For all the detractors, there are many folk in the market tipping hats to Antin, celebrating clever deployment of capital… and some even have suggestions for what to do next.

This one is very much in favour of holiday camps: “I think you can justify virtually anything these days as ‘infrastructure’. It’s an essential service provider – if you’re the dad of 2 small kids at half term! It has brick and mortar assets and some level of contractual cash flows. Hey presto it’s infra.”

However, this source mulls the motivation: “Methinks the real reason might be someone spending so much time over half term with the kids at Belambra that the old adage of ‘if you can’t beat ’em, join ’em’ kicked in. And maybe owner’s discounts for future visits are nothing to sneeze at!”

Meanwhile, yet another supports the move: “If ski lifts (icon infra), fishing vessels (Antin again), temporary traffic light operators (SRL – 3i) can be infra, then why not holiday camps?

“They serve a basic need for holidays – especially when they are in France – barriers to entry do exist as land is scarce… I could go on. So, it’s a no brainer. Hats off to Antin for thinking through that one.”

But this prompted some thoughts on what next… and this brought to the source’s mind “dog day care businesses” which “meet all the requirements” and “even have an emotional connection”.

This infra grandee adds: “Seeing my dog reminded me this has potential. The day care is always busy and fully booked, and it keeps increasing prices without competition. Frankly, it sounds like a monopolistic, essential infrastructure business.”

 

Conspiracy theory

And then there’s the infra conspiracy theorist who detects the invisible hand behind Antin’s acquisition in a dastardly manoeuvre to get deals over the line.
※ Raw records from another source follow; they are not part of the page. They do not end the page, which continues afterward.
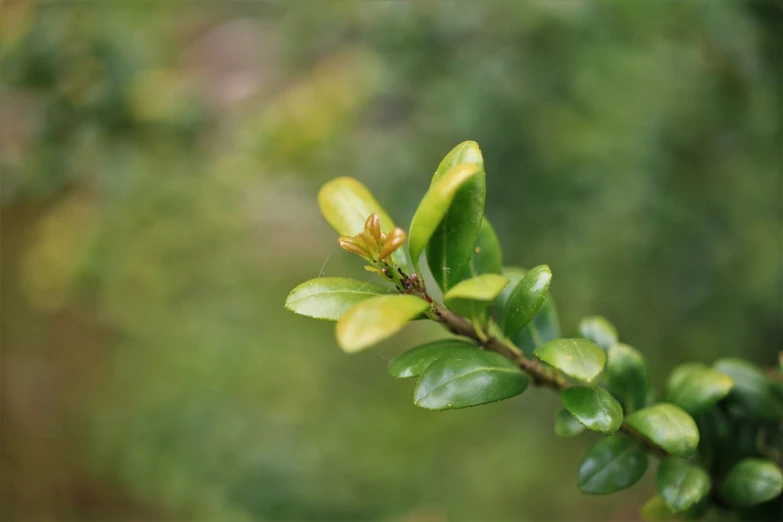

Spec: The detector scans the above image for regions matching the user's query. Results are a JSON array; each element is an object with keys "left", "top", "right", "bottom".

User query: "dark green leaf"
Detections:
[
  {"left": 389, "top": 339, "right": 479, "bottom": 379},
  {"left": 576, "top": 315, "right": 618, "bottom": 350},
  {"left": 408, "top": 163, "right": 484, "bottom": 276},
  {"left": 413, "top": 350, "right": 528, "bottom": 410},
  {"left": 555, "top": 408, "right": 585, "bottom": 437},
  {"left": 503, "top": 265, "right": 552, "bottom": 335},
  {"left": 426, "top": 141, "right": 480, "bottom": 292},
  {"left": 655, "top": 457, "right": 712, "bottom": 513},
  {"left": 464, "top": 217, "right": 503, "bottom": 277},
  {"left": 713, "top": 359, "right": 783, "bottom": 421},
  {"left": 560, "top": 386, "right": 623, "bottom": 435},
  {"left": 285, "top": 277, "right": 397, "bottom": 321},
  {"left": 533, "top": 339, "right": 606, "bottom": 382},
  {"left": 667, "top": 368, "right": 734, "bottom": 415},
  {"left": 720, "top": 458, "right": 783, "bottom": 507},
  {"left": 578, "top": 434, "right": 647, "bottom": 495},
  {"left": 603, "top": 343, "right": 651, "bottom": 413},
  {"left": 318, "top": 177, "right": 407, "bottom": 267},
  {"left": 625, "top": 403, "right": 699, "bottom": 457},
  {"left": 337, "top": 295, "right": 430, "bottom": 353}
]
The suspicious contact says: “I think this is a really clever ruse to reach close on all their other investments more quickly than their competitors.”

The infra veteran expands: “When I was a child only schoolchildren took half term holidays and amused themselves riding chopper bicycles and buying individual cigarettes from less scrupulous newspaper shops.

“But these days all their parents take half term to supervise the children… meaning you can’t get meetings with all of your advisers and counterparties to close issues outside of term time.

“Antin will have all of its counterparties in its holiday camp, so while the kids are water-sliding the financial adviser parents can be water-boarding any lender parents who won’t accept that 100% synergy additions to weather-adjusted EBITDA is now ‘market’ on build-it-and-they-might come fibre networks (if your building contractor hasn’t already pissed off the whole village of potential customers living in ‘homes passed’ by the manner in which they dug up the roads while laying said fibre and accidentally cutting off the water/gas/electricity and causing parking and traffic problems).”